この計算を式にして表すと、下記のようになります。
(双方共に2択の場合)
利得表
自分\相手 | 選択肢a | 選択肢b |
選択確率 | p | q |
選択肢A | Aa(勝率) | Ab(勝率) |
選択肢B | Ba(勝率) | Bb(勝率) |
-選択肢Aを選ぶ場合
(Aa * p) + (Ab * q) = x
-選択肢Bを選ぶ場合
(Ba * p) + (Bb * q) = y
「x > y」なら選択肢Aを選択し、「x < y」なら選択肢Bを選択する。
非常に単純な手法ですが、利得表上の情報が正確なのであれば、この手法により読みの場面でできる限り高い勝率を確保することができます。
読みの場面を攻略する上で基礎となる重要な手法なので、覚えておいて損は無いでしょう。
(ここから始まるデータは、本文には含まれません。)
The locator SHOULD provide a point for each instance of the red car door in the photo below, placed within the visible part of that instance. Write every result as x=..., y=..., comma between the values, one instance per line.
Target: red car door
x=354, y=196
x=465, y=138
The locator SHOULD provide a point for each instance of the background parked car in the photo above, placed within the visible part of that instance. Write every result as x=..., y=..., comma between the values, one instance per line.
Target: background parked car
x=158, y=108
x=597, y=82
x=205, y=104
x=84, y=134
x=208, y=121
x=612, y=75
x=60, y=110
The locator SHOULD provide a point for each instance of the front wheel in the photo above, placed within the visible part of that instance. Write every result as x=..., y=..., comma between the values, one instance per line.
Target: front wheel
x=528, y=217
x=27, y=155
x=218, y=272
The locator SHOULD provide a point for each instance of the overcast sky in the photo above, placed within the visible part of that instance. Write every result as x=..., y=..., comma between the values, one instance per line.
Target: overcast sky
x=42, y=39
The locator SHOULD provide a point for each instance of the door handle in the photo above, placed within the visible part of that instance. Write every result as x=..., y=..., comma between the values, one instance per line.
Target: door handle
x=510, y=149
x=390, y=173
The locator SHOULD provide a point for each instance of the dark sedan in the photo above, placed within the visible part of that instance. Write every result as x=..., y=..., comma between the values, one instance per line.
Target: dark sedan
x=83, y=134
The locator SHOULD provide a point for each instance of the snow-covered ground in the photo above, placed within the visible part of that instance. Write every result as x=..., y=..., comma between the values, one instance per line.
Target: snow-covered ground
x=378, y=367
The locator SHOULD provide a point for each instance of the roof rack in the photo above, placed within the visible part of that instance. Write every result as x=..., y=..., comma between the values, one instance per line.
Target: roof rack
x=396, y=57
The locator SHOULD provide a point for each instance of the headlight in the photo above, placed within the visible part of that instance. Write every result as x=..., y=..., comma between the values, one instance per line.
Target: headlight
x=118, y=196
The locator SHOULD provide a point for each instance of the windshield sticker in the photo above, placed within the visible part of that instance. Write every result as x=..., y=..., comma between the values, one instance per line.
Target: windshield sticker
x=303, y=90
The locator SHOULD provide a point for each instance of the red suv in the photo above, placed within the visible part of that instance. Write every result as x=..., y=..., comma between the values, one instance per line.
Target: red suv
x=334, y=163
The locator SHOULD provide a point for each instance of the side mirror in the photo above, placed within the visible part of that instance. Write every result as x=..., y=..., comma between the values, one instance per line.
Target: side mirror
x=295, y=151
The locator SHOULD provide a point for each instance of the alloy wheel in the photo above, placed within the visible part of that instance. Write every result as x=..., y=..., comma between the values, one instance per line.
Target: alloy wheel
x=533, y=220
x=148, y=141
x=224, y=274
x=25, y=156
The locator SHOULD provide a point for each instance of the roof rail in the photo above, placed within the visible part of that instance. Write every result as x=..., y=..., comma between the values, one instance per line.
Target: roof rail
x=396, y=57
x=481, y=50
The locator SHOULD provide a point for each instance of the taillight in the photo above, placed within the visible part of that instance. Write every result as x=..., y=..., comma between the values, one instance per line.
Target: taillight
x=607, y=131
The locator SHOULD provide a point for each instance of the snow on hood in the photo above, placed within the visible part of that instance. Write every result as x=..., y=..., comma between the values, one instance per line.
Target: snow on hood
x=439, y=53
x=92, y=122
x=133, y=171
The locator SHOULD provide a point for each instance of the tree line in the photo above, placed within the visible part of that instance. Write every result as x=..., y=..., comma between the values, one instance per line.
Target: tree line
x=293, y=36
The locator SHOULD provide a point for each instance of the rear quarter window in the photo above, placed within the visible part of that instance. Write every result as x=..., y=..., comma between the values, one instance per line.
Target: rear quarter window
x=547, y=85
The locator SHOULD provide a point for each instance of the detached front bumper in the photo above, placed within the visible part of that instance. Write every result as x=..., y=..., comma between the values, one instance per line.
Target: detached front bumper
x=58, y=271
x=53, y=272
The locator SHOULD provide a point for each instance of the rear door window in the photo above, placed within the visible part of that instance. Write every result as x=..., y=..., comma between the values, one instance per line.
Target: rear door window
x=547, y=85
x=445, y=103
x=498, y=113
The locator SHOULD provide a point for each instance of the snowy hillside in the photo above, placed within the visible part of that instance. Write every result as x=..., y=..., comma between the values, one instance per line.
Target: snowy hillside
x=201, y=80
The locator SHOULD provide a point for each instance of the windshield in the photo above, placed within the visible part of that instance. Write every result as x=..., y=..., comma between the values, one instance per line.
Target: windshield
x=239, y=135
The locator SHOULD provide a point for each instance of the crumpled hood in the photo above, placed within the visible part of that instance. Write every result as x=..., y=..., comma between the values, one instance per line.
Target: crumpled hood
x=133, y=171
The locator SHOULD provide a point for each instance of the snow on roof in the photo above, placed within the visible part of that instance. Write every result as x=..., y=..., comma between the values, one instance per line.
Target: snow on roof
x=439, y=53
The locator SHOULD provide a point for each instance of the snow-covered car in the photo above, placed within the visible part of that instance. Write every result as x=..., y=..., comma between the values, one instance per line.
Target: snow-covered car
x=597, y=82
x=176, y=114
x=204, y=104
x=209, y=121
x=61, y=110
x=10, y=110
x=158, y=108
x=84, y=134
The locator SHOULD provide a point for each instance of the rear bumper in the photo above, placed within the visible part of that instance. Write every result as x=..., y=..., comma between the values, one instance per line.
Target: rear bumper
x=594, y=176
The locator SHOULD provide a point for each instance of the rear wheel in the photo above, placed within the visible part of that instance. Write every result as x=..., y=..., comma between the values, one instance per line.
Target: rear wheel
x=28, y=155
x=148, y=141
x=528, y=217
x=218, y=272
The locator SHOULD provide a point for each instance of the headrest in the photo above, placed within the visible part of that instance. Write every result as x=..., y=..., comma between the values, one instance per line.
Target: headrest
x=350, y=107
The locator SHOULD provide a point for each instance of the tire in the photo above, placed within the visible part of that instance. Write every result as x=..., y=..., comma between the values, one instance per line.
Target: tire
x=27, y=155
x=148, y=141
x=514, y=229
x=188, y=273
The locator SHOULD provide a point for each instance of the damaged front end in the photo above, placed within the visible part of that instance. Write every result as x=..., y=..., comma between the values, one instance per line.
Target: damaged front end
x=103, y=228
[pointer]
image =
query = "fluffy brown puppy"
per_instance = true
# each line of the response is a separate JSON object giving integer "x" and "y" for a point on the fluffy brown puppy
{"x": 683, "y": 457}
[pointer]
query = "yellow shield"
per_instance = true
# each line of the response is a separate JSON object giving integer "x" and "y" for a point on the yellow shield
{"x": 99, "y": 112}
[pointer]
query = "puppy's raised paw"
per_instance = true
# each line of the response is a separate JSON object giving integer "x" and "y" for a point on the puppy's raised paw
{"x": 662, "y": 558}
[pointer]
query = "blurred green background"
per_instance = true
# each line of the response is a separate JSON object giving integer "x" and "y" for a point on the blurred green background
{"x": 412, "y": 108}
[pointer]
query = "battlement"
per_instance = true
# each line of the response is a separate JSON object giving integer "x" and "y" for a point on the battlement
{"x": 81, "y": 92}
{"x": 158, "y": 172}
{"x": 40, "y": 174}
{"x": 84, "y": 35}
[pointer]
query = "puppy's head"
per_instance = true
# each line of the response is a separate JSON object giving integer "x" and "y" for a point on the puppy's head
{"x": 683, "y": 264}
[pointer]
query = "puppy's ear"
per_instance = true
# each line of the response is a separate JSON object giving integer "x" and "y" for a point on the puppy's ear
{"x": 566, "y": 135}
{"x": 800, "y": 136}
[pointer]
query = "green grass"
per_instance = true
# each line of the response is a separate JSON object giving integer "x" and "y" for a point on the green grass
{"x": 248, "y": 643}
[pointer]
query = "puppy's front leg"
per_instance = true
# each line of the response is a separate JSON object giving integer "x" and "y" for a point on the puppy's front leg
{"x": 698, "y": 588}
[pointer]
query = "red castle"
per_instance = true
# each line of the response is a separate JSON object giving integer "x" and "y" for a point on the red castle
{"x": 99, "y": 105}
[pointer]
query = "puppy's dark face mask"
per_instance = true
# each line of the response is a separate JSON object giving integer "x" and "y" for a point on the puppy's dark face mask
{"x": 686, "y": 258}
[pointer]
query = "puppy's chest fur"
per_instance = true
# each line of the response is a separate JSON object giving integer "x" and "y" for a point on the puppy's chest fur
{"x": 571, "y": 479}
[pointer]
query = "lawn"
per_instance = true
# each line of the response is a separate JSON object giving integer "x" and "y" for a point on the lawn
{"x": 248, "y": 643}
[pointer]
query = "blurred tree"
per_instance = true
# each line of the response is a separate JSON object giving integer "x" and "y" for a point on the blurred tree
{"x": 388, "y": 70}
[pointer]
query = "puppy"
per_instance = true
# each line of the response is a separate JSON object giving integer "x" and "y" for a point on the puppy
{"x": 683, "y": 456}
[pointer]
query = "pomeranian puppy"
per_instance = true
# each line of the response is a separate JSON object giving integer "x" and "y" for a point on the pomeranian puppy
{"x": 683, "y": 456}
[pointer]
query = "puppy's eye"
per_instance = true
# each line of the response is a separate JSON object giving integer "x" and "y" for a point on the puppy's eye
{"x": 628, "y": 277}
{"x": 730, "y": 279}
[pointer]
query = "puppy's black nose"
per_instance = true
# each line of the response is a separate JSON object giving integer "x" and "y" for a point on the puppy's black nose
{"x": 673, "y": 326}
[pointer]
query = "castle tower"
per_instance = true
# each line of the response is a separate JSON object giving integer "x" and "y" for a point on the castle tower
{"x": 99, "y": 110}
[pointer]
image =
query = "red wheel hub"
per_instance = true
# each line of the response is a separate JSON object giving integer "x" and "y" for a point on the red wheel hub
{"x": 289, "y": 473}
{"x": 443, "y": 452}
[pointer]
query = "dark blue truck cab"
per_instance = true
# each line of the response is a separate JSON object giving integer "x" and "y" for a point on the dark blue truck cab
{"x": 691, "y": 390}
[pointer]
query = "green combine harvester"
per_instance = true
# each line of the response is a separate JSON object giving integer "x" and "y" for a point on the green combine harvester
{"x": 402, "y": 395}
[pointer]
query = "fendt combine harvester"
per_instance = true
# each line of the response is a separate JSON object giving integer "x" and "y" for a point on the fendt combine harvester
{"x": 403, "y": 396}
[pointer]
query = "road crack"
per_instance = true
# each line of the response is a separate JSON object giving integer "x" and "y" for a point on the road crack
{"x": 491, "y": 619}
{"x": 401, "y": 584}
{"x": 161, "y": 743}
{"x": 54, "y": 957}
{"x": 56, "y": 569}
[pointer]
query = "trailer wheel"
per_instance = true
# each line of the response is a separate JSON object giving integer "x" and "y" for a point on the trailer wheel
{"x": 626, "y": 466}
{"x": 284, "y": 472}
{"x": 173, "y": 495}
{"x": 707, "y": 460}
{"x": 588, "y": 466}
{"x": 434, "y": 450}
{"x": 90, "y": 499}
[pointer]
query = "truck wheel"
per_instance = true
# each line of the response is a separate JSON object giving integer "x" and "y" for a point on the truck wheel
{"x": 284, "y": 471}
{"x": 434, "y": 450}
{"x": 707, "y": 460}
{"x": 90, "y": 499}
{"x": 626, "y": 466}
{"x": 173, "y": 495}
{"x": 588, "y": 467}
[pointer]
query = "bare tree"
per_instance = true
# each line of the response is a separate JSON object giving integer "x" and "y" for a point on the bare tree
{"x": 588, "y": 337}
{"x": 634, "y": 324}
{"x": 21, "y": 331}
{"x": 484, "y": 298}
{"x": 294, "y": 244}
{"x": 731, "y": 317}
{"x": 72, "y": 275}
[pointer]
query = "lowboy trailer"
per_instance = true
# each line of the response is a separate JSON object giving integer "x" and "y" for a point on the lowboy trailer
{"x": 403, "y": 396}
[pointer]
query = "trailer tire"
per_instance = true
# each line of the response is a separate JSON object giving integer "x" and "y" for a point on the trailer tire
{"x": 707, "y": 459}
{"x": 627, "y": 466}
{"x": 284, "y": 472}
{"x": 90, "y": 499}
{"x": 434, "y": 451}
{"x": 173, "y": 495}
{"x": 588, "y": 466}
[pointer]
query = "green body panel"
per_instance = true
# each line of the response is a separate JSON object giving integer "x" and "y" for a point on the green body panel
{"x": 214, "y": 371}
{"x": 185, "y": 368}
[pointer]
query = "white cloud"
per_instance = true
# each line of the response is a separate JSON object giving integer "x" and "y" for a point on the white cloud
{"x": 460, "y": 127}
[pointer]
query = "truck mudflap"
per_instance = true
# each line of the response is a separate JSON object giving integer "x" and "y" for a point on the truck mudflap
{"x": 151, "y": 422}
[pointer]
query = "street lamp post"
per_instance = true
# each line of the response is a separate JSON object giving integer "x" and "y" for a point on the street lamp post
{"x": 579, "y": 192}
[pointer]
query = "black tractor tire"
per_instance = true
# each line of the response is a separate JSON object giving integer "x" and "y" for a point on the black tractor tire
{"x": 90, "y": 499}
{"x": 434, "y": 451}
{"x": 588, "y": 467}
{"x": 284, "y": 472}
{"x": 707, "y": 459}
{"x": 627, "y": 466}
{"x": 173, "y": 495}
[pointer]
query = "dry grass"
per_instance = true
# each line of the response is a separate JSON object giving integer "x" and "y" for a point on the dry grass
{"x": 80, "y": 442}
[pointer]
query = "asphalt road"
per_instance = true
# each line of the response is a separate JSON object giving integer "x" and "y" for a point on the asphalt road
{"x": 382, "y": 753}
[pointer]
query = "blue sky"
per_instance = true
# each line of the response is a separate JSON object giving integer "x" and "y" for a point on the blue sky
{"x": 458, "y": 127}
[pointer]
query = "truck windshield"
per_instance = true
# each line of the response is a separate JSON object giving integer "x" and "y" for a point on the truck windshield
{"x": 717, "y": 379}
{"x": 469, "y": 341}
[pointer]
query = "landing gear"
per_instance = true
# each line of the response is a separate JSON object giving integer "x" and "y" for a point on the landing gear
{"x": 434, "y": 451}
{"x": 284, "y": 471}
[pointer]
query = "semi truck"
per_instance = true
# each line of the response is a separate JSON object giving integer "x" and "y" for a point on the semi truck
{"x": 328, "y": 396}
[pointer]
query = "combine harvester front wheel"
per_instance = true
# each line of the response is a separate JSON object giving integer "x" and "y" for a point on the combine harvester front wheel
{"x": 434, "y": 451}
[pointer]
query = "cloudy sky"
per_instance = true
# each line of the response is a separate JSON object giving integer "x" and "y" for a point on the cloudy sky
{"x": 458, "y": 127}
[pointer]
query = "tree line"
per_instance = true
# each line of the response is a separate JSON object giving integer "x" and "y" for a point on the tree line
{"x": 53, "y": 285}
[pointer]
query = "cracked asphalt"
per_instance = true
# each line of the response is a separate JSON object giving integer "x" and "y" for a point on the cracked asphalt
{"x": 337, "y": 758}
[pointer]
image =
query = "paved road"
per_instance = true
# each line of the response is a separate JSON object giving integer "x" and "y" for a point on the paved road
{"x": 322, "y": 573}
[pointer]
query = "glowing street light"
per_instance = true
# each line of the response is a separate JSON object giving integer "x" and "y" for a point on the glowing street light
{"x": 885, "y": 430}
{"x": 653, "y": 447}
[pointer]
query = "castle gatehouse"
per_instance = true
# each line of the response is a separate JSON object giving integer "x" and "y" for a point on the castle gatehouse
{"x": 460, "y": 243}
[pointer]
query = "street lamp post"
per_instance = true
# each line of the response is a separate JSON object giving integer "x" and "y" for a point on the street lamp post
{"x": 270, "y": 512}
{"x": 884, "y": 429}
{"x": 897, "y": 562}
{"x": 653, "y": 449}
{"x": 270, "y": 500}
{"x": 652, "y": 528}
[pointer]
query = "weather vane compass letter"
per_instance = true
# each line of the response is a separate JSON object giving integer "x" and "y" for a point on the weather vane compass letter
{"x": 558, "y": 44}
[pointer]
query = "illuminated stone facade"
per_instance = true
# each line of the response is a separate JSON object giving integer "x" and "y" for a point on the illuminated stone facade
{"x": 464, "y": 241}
※心理的な要素を考慮し、利得表上の情報を正確にする方法は、
「4. 読みの概念」で解説します。
〜実例53〜 【自分のポケモン(場)】 ガブリアス 持ち物:いのちのたま 特性:すながくれ 性格:ようき 技:ダブルチョップ じしん ストーンエッジ げきりん 努力値 HP:4 攻撃:252 素早さ:252 実数値 HP:184 攻撃:182 防御:115 特攻:90 特防:105 素早さ:169 【自分のポケモン(控)】 ハピナス 持ち物:たべのこし 特性:しぜんかいふく 性格:ずぶとい 技:れいとうビーム かえんほうしゃ でんじは タマゴうみ 努力値 防御:252 特攻:252 特防:4 実数値 HP:330 攻撃:27 防御:68 特攻:127 特防:156 素早さ:75 【自分のポケモン(控)】 クレセリア 持ち物:たつじんのおび 特性:ふゆう 性格:ずぶとい 技:サイコキネシス こごえるかぜ でんじは つきのひかり 努力値 HP:76 防御:252 特攻:116 特防:4 素早さ:60 実数値 HP:205 攻撃:81 防御:189 特攻:110 特防:151 素早さ:113 【相手のポケモン(場)】 メタグロス 持ち物:ラムのみ 特性:クリアボディ 性格:いじっぱり 技:コメットパンチ れいとうパンチ しねんのずつき バレットパンチ 努力値 HP:252 攻撃:76 特防:180 実数値 HP:187 攻撃:181 防御:150 特攻:103 特防:133 素早さ:90 【相手のポケモン(控)】 ゴウカザル 持ち物:いのちのたま 特性:もうか 性格:むじゃき 技:インファイト だいもんじ めざめるパワー しんくうは 努力値 攻撃:12 特攻:244 素早さ:252 実数値 HP:151 攻撃:126 防御:91 特攻:155 特防:81 素早さ:176 【相手のポケモン(控)】 ラティオス 持ち物:こだわりメガネ 特性:ふゆう 性格:おくびょう 技:りゅうせいぐん サイコショック なみのり トリック 努力値 防御:4 特攻:252 素早さ:252 実数値 HP:155 攻撃:99 防御:101 特攻:182 特防:130 素早さ:178 ・利得として勝率をおく利得表 実例51で提示した利得表とほぼ同様であるが、 相手の各選択肢の選択確率の仮定を追加している。 利得表 |―――――――|――――――――――――|――――――――――――| |自分\相手 | れいとうパンチ | ラティオスに交代 | |―――――――|――――――――――――|――――――――――――| |選択確率 | 0.3 | 0.7 | |―――――――|――――――――――――|――――――――――――| |じしん | 自分の勝率0.9 | 自分の勝率0.4 | |―――――――|――――――――――――|――――――――――――| |ダブルチョップ| 自分の勝率0.1 | 自分の勝率0.9 | |―――――――|――――――――――――|――――――――――――| ・選ぶべき選択肢の算出 自分の選択肢(「じしん」、「ダブルチョップ」)に対し、 加重平均利得を算出する。 加重平均利得は (れいとうパンチを選んだ場合の自分の勝率 * れいとうパンチの選択確率) + (ラティオス交代を選んだ場合の自分の勝率 * ラティオス交代の選択確率) より -「じしん」を選ぶ場合 (0.9 * 0.3) + (0.4 * 0.7) = 0.55 -「ダブルチョップ」を選ぶ場合 (0.1 * 0.3) + (0.9 * 0.7) = 0.66 以上より、ダブルチョップの方が加重平均利得が高くなるため、 ダブルチョップを選択するべきである。